Several lawsuits claimed administrators directed staff to exaggerate patients’ symptoms or falsify symptoms to justify their admissions, including saying they were suicidal when they weren’t, and to hold them longer than necessary. They also said the operations lacked proper supervision by doctors.
A lawsuit against UHS’ Anchor Hospital in Atlanta said all 130 Medicare and Medicaid patients admitted to the hospital between February and May 2017 were diagnosed as having psychosis. However, the “overwhelming majority” of them did not have psychosis and were not even mentally ill, the complaint said. That lawsuit alleged staff would use a cocktail of psychotropic drugs—referred to as “booty juice”—to chemically restrain patients, who were then secluded in secure rooms. An earlier lawsuit against Anchor said the hospital used electroconvulsive therapy on patients even if it wasn’t medically necessary because of the high reimbursement rate.
Some complaints said the inappropriate admissions led to overcrowding in the facilities, and patients being placed in waiting areas or on cots or couches.
UHS said it bought some of the facilities after a portion of the alleged misconduct took place.
Nearly $16 million from the settlement will go to the whistleblowers, many of whom alleged in their complaints that they were subjected to hostile work environments or fired after they tried to stop the fraud.
It’s rare for corporate integrity agreements like the one UHS agreed to in this case to require an independent monitor, said Bill Jordan, partner and co-leader of Alston & Bird’s healthcare litigation group.
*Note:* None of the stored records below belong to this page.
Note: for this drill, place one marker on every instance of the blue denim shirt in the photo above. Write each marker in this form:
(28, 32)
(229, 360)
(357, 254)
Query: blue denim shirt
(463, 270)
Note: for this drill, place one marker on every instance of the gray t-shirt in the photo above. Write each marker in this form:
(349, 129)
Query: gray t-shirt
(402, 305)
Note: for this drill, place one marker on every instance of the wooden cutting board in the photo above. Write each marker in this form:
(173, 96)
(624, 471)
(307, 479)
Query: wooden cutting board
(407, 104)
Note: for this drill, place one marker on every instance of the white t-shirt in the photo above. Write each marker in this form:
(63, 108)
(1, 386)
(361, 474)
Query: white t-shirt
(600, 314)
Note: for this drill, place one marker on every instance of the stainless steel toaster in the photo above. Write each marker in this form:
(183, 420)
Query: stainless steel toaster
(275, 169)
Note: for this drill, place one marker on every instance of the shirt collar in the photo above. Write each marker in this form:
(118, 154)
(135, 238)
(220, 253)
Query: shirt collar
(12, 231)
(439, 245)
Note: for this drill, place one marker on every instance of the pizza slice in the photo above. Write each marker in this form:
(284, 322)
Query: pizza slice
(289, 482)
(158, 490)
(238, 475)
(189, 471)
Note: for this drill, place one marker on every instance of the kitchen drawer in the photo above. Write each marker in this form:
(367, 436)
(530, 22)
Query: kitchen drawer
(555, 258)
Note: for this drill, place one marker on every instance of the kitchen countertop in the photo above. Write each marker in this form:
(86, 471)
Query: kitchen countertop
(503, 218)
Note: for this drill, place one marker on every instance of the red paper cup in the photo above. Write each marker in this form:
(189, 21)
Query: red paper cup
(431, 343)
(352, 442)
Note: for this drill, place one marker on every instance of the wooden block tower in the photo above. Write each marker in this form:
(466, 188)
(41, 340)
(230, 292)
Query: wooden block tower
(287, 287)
Outside monitors, which are given unfettered access to records, are designed to be much more intrusive than other compliance requirements, he said.
“They’re reserved for the larger settlements where the (Office of Inspector General) views the conduct as more egregious,” Jordan said.
UHS’ independent monitor will have immediate access to its facilities at any time without notice, including access to audits, complaints, patient records and reports of abuse or neglect. The monitor will visit at least six of UHS’ behavioral health facilities on a semi-annual basis and observe patient care and a variety of meetings.
The document doesn’t limit the number of facilities the monitor can inspect, so in theory, he or she could visit all of them, which would be very expensive for UHS, which will be responsible for paying the monitor, said Brian McGovern, a partner with Crowell & Moring.
UHS’ chief financial officer Steve Filton has said the company spent $10 million per year defending itself in the DOJ investigation.
“The $10 million per year sounds like a daunting figure, but if you were to do that review of each and every one of the facilities, I could see how that figure could approach or exceed $10 million per year in expense,” McGovern said.
A company’s first year of operating under a corporate integrity agreement is typically the most expensive because they have to establish new protocols and hire a monitor, Jordan said. That’s not coming at a good time for UHS, given the COVID-19 pandemic has hit behavioral health providers especially hard. UHS’ profit was down 39% in the first quarter and the second quarter is expected to be worse because it will contain the full effects of suspending elective procedures.
“UHS and other behavioral health providers have really been struggling,” Jordan said. “I would assume since they made the determination to finalize the settlement they feel the juice is worth the squeeze and they want to move on even with the additional expenses of the oversight.”